Analysis of trans - pQTL effector genes and regulatory pathways
Based on the integration of prior biological knowledge in the machine - learning framework, at least one medium - confidence effector gene was identified for more than half of the trans - pQTLs (n = 11,261), of which 1,534 were assigned with high confidence. For two - thirds of the loci (n = 13,881), the distribution of candidate scores among genes indicated that a single causal gene was the most likely pathogenic gene.
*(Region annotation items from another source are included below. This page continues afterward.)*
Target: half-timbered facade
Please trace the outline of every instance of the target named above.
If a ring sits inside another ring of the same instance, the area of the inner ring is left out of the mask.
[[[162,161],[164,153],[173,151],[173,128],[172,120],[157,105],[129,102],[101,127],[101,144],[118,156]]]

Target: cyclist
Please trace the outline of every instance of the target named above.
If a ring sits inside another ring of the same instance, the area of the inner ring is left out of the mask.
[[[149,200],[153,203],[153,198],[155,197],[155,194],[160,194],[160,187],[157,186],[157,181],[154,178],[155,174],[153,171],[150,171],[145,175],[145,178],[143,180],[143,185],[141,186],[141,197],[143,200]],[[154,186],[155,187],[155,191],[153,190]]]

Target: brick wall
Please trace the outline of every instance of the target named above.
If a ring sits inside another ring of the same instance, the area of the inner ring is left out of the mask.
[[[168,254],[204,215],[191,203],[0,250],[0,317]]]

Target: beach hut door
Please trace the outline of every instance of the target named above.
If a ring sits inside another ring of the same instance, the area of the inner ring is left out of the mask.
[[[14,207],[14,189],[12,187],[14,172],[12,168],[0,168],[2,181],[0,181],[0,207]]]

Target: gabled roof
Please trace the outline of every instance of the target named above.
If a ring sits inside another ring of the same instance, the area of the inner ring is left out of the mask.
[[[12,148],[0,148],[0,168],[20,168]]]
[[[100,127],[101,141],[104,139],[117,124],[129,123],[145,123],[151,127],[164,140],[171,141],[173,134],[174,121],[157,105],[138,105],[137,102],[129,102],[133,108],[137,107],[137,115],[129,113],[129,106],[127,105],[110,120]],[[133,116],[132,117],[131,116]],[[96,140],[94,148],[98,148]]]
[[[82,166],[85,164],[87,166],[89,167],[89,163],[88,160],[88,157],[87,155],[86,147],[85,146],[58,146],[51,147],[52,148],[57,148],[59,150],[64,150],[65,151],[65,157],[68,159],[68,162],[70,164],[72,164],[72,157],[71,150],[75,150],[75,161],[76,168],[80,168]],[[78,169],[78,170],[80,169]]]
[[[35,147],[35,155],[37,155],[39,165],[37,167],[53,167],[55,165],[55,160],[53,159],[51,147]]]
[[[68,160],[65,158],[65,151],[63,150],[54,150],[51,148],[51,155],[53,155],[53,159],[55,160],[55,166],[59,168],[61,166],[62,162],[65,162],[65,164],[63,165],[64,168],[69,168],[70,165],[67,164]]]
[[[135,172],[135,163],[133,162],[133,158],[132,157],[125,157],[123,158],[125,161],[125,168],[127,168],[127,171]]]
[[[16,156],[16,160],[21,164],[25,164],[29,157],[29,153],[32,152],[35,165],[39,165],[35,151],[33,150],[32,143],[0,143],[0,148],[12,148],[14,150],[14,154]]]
Analysis of effector genes of trans - pQTLs
Functional enrichment analysis showed that trans - effector genes were significantly enriched in the "asparagine N - glycosylation" pathway (involving 143 protein targets), platelet activation (involving 41 protein targets), etc. Among them, N - glycosylation is the most common and core regulatory pathway.
Cell and tissue enrichment results showed that trans - effector genes were highly expressed mainly in hepatocytes, natural killer cells, endothelial cells, and type II alveolar cells, revealing that the liver and immune cells are key sites for the long - distance regulation of circulating proteins. 44 protein - tissue pairs and 76 protein - cell type pairs were non - classical secretion sources, confirming the important role of cross - organ communication in protein homeostasis regulation.
Pleiotropy at the molecular and phenome levels
Among all the identified independent pQTLs, 43.4% showed pleiotropy, and the pleiotropy of trans - pQTLs was significantly higher than that of cis - pQTLs. Subsequently, the pleiotropic genetic variations were divided into three categories: "molecular pleiotropy", "phenotypic pleiotropy", and "non - specific pleiotropy". More than half (332 out of 533) showed phenotypic pleiotropy. In particular, their expression in hepatocytes was enhanced by 2 - fold, and they preferentially regulated target proteins through protein complexes, ligand - receptor interactions, and pathway synergy.